The book pens a journey with Mary, the mother of Jesus, as a framework for pondering life lessons, or songs, of grace-filled "yes" to God.

This blog continues to explore the implications of these songs in daily life. Here you will find ten additional reflections on each of Mary's "songs." May they continue to encourage your heart. ~Carla

Monday, November 16, 2009

Doing the Next Thing

I have been watching some new bushes pass through autumn.  They held their leaves longer than the cousins near them, and turned a mellow shade of gold before becoming barren twigs for the winter.  They look right at home in the place marked out for them.

In matters of landscaping, it is good to have a plan.  Colors, size, need for light and water and the proper soil—all of these factors matter, and it has taken time…and a good plan by a competent gardener to develop even a simple garden that thrives. 

But in the midst of the large-scale planning comes the daily activities.  Mow the lawn.  Rake the leaves. Mulch those precious roses by the wall.

I find myself in a season where the landscaping for this plot of my own life appears to be somewhat established for the present.  There’s been plenty of change to get here: “Oh, but Lord, that’s my soul’s favorite bush.  It’s been blooming in the spring and throughout the summer and has really attractive leaves in the fall.”   And it is as though the Lord says, “Yes, I know.  It was lovely for a season, but I have other plans for this particular space in your life at this point.” 

Having been through some tumultuous years, I am beginning to find this season surprisingly restful.  And here is the reason:  I only have to do the next thing.  Teach the class, talk to the friend, write the next little piece.   My prayer has shifted from “Lord, help me understand what you are doing with my life,” to “Lord, what is the next thing I am to do today?”
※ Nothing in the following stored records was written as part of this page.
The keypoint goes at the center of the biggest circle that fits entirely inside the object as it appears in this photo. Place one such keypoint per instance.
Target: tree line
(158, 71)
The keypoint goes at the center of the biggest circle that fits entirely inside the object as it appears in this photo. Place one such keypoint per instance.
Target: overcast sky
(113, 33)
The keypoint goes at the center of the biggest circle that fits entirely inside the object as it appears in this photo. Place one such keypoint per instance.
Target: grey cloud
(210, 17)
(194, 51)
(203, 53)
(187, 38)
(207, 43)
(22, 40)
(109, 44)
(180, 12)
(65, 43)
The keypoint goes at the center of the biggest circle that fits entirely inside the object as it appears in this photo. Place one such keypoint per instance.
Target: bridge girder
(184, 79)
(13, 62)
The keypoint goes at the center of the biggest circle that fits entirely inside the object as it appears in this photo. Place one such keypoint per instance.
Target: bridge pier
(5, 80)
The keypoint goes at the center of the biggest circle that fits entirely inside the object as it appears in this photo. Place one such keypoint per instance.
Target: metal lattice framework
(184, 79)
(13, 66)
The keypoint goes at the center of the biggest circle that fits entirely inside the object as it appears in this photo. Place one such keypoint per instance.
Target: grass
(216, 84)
And I think often of Simplicity’s song.  Of Mary who asks not for an explanation of God’s great plan, but for simple understanding of the next thing: “How shall this be, since I am a virgin?”   And when she is told that the Lord has it well in hand, she responds,  “Let it be to me according to your word,” and then does the next thing.  Mary goes to visit Elizabeth.
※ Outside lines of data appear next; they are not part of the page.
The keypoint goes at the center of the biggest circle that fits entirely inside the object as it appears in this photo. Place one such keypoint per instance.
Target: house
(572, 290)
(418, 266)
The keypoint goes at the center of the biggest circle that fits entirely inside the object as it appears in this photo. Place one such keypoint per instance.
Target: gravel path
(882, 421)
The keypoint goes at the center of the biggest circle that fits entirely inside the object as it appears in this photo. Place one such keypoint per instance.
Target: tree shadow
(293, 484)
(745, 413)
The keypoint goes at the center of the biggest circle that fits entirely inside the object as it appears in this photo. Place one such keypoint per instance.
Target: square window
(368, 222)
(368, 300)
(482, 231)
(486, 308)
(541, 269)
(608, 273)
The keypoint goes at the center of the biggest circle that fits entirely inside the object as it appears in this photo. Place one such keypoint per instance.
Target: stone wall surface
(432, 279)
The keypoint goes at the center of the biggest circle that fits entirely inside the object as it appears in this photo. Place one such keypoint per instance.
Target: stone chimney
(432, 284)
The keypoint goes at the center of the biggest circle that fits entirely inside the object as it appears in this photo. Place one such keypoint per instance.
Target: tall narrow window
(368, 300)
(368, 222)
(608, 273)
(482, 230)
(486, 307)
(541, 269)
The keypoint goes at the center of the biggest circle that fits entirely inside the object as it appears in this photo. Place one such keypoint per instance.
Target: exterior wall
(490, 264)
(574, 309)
And I find myself wondering how much wasted energy I have spent straining to discern the larger plan.  (I’ve never really gotten it right.)  I realize again that the Father is a much better gardener than I ever will be, and that “doing the next thing” may not just be a seasonal activity, but the central steps of obedience, freedom and joy in the kingdom of God.

Father, may your Holy Spirit produce in me a trusting heart that simply does the next thing.  If I need to know something more, I trust you to reveal it in your time.  But grant me the humility and contentment to live in the day I am in, entrusting the months and years to your loving, expert care.  In Jesus’ name, AMEN


  1. This is a beautiful reminder for me. I heard a sermon in college (Bethel, St. Paul Methodist) entitled, Do the Next Right Thing. It was my favorite phrase for a long time. This season in our lives, I need to bring that one back. I'm at the point of trying to understand vs. doing the next thing. The next thing is much more restful isn't it?:) Thank you. Melinda

  2. Yes, Melinda, the next right thing really is more restful. I wonder if the challenge of accepting the limitations (and invitations) of our humanity in our walk of faith doesn't most frequently draw us to this place. Peace to you! ~Carla

  3. Thank you so much for sharing this. I find myself always in the planner mode and after a while it consumes my thoughts instead of trusting God to work out the details. Autumn to me is a season to let things go like the leaves falling and rest in the peace of the upcoming season. But it takes a lot of letting go to trust, something I always struggle with. Thank for your the prayer.

  4. YEs, I often feel like I'm prying my fingers off my digit at a time!! It is a work of God's grace to rest in the present moment, but I know He delights to give us this gift. May your heart rest, my friend.